純正装着ECOPIA EP150 195/65R15での電池出力は1738W
交換後ADVAN dB V552 195/65R15での電池出力は1916W
とでました。
ADVAN dB V552 195/65R15は、ECOPIA EP150 195/65R15の1.1倍の電力が必要であることが判明。

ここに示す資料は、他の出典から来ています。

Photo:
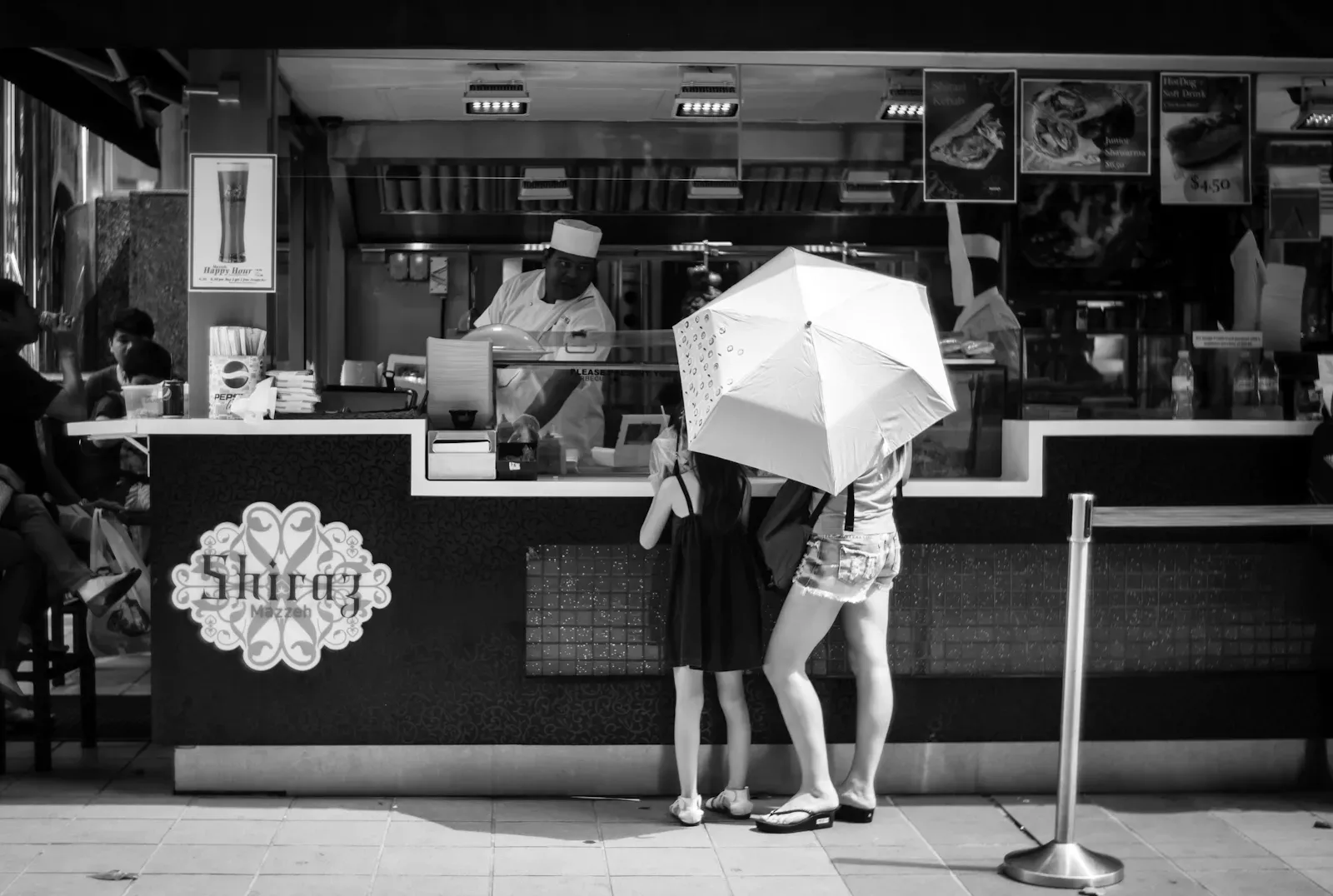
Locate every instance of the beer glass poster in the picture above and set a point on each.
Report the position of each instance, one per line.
(1206, 139)
(232, 223)
(971, 130)
(1086, 127)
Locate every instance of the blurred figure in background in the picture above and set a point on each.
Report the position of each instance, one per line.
(26, 399)
(130, 328)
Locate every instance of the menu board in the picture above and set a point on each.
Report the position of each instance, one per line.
(971, 128)
(1086, 127)
(1206, 139)
(232, 223)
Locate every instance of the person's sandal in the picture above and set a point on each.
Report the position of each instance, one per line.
(812, 822)
(688, 811)
(111, 591)
(733, 803)
(853, 814)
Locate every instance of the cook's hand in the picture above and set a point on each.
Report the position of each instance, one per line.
(526, 428)
(13, 479)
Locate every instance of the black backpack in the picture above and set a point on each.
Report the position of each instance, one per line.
(786, 527)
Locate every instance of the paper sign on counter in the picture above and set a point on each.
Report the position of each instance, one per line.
(1228, 341)
(1280, 311)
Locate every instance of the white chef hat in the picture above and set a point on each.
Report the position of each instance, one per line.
(577, 237)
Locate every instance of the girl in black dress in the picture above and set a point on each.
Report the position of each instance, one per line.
(712, 618)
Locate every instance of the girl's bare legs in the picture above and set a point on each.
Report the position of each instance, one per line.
(731, 694)
(801, 625)
(690, 707)
(866, 627)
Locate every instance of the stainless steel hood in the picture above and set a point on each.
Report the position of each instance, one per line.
(437, 180)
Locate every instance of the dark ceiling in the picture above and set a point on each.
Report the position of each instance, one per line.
(117, 93)
(1280, 28)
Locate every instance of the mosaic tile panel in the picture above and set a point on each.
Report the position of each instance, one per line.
(971, 610)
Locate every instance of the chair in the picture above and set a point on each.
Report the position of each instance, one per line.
(51, 660)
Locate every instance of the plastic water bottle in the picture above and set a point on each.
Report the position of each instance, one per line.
(1270, 392)
(1243, 384)
(1183, 388)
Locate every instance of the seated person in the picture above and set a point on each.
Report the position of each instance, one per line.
(146, 364)
(130, 328)
(26, 397)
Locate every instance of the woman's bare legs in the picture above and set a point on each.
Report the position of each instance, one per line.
(801, 625)
(731, 694)
(690, 707)
(866, 627)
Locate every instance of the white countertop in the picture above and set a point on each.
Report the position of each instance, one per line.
(1023, 461)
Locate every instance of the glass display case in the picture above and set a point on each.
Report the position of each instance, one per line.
(619, 386)
(968, 441)
(622, 387)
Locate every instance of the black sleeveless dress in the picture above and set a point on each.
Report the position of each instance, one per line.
(713, 615)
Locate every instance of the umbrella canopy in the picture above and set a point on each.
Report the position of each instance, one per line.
(812, 370)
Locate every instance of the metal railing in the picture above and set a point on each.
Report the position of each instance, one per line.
(1063, 863)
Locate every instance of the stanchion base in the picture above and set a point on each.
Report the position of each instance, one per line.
(1063, 864)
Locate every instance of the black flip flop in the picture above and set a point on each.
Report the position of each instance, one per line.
(115, 594)
(812, 822)
(853, 814)
(15, 698)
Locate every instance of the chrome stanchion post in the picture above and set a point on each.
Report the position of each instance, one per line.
(1063, 862)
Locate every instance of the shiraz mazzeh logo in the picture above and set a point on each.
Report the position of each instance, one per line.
(282, 587)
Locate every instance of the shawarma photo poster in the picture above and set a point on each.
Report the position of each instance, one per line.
(1206, 139)
(1080, 127)
(971, 130)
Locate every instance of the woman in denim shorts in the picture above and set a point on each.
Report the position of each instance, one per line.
(850, 574)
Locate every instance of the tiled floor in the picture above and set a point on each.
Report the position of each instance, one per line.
(113, 809)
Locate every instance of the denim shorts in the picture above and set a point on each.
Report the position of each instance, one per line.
(850, 568)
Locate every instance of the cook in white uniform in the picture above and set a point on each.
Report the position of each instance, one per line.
(559, 297)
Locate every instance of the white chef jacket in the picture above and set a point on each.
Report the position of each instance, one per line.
(519, 303)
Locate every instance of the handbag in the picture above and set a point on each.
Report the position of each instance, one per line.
(788, 525)
(128, 627)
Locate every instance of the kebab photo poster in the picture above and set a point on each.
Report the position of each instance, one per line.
(1206, 143)
(1086, 127)
(232, 223)
(970, 130)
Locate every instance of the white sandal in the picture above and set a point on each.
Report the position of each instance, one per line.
(686, 809)
(733, 803)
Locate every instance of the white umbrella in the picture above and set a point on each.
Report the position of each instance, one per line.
(810, 370)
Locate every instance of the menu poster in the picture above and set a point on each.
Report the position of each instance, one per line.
(1086, 127)
(232, 223)
(1206, 139)
(971, 127)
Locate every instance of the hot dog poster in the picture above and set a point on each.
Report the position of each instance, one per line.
(1206, 139)
(971, 130)
(1086, 127)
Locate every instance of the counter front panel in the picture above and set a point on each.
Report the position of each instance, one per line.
(462, 654)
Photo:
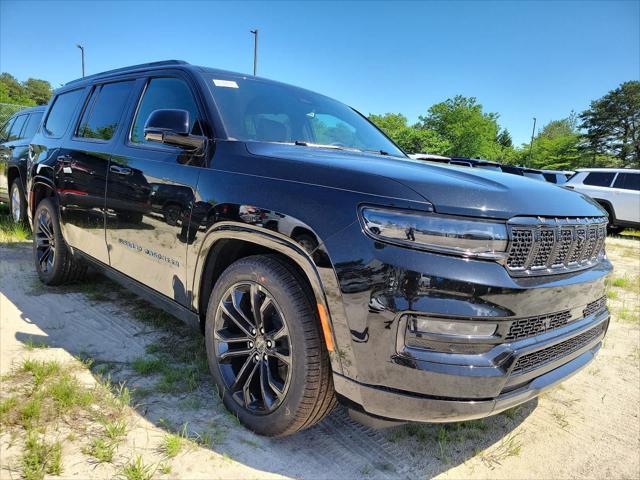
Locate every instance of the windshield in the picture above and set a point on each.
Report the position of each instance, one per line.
(263, 111)
(534, 175)
(495, 168)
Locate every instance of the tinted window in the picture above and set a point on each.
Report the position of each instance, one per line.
(16, 128)
(60, 115)
(257, 110)
(165, 93)
(628, 181)
(103, 111)
(599, 179)
(6, 128)
(512, 170)
(32, 125)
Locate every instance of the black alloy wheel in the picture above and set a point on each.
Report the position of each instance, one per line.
(45, 242)
(253, 347)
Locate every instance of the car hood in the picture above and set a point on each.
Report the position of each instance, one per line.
(451, 189)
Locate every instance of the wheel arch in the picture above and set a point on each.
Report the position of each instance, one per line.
(40, 188)
(228, 242)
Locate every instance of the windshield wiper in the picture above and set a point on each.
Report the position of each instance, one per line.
(320, 145)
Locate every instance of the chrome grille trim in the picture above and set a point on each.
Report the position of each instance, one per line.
(543, 246)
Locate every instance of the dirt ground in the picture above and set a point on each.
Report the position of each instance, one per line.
(589, 427)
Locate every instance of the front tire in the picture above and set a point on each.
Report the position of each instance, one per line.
(17, 202)
(265, 348)
(53, 260)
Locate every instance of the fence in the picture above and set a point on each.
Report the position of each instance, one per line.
(8, 109)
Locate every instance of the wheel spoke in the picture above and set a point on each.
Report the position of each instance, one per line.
(238, 308)
(246, 394)
(222, 337)
(284, 358)
(277, 387)
(282, 332)
(239, 381)
(256, 310)
(236, 317)
(267, 399)
(229, 354)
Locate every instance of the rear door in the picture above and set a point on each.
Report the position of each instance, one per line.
(626, 192)
(151, 189)
(82, 163)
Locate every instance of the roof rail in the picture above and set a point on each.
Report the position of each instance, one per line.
(162, 63)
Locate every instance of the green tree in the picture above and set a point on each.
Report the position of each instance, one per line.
(469, 131)
(38, 90)
(410, 139)
(612, 125)
(12, 91)
(556, 146)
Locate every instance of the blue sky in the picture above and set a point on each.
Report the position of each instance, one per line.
(520, 59)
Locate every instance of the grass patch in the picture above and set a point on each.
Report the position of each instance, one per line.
(137, 470)
(48, 396)
(30, 344)
(102, 450)
(40, 458)
(509, 446)
(11, 233)
(628, 283)
(147, 366)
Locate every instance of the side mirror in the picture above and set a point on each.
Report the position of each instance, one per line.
(172, 127)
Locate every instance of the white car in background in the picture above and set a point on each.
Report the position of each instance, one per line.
(616, 189)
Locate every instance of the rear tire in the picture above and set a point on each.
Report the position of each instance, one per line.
(53, 260)
(291, 355)
(17, 202)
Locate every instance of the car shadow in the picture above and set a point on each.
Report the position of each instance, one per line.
(97, 324)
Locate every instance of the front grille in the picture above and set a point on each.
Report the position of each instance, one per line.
(543, 246)
(528, 327)
(595, 306)
(531, 361)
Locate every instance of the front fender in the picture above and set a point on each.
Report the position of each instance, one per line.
(315, 266)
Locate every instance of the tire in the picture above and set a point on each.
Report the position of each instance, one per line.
(17, 202)
(292, 397)
(52, 258)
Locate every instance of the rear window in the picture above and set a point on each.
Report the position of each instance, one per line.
(599, 179)
(32, 125)
(104, 110)
(16, 128)
(61, 112)
(628, 181)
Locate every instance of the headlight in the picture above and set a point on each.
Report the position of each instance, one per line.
(440, 233)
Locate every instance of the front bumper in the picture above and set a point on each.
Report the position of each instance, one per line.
(411, 406)
(386, 376)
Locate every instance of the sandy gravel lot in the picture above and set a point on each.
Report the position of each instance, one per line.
(174, 426)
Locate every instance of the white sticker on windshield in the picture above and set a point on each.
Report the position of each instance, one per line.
(225, 83)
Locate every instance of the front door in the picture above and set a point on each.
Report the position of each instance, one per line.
(81, 168)
(150, 193)
(10, 140)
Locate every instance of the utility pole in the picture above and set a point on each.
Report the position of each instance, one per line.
(533, 132)
(82, 53)
(255, 51)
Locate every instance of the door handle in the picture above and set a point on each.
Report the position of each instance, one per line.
(120, 170)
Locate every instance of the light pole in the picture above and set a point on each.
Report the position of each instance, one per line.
(533, 132)
(255, 51)
(82, 53)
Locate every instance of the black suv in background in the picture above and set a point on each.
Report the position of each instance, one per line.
(320, 262)
(15, 136)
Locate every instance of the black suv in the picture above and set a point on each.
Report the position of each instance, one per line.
(320, 262)
(15, 136)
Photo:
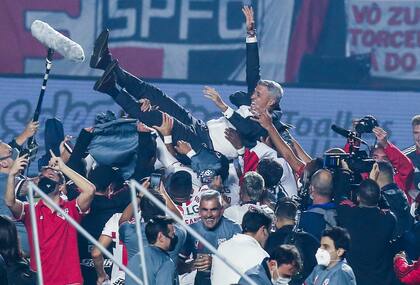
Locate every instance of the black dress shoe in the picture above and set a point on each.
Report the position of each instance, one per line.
(106, 84)
(101, 57)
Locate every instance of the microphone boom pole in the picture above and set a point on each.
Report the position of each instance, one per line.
(32, 144)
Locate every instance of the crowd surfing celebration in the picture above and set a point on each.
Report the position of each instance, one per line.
(241, 183)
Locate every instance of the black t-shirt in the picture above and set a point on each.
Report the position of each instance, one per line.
(101, 210)
(370, 255)
(305, 243)
(415, 159)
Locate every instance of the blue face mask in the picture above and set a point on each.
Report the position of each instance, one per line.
(15, 153)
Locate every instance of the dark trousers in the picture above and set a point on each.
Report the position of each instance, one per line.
(186, 127)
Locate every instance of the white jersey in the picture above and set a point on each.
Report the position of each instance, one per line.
(189, 210)
(237, 212)
(119, 252)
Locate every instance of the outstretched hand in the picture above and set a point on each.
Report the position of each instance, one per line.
(264, 119)
(381, 136)
(145, 105)
(182, 147)
(31, 128)
(167, 124)
(249, 18)
(233, 137)
(19, 164)
(213, 95)
(55, 162)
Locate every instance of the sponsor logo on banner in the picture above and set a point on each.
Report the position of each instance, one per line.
(388, 29)
(199, 40)
(311, 111)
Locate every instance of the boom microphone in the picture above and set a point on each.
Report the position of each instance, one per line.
(56, 41)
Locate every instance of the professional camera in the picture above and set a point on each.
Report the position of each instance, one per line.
(358, 162)
(366, 124)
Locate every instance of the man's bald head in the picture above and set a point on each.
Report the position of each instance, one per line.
(322, 182)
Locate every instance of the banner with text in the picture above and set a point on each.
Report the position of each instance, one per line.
(390, 31)
(195, 40)
(311, 111)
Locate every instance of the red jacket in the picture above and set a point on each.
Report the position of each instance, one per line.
(407, 274)
(404, 168)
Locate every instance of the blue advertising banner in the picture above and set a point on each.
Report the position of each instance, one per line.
(311, 111)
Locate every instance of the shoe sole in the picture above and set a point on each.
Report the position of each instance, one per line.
(108, 71)
(100, 44)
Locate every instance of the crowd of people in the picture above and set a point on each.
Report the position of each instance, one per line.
(241, 181)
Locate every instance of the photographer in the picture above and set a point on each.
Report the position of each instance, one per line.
(384, 150)
(322, 213)
(371, 230)
(383, 173)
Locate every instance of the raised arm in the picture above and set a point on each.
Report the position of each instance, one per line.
(29, 131)
(14, 204)
(252, 54)
(128, 212)
(282, 147)
(166, 131)
(302, 154)
(87, 189)
(246, 127)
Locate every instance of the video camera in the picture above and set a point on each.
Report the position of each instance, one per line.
(365, 124)
(358, 162)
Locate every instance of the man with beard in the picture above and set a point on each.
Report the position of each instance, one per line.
(214, 228)
(58, 239)
(161, 269)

すなわち、電費は10%悪化ということです。今回の電費悪化の裏付けがとれました。
それにしても、電池の仕事の60%が転がり抵抗損失で失われているという事実。
タイヤの転がり抵抗が電費(EV航続距離)に非常に大きな影響を与えていることがはっきりしました。
いろいろ検討事項がありそうです。
とりあえず今日はここまで。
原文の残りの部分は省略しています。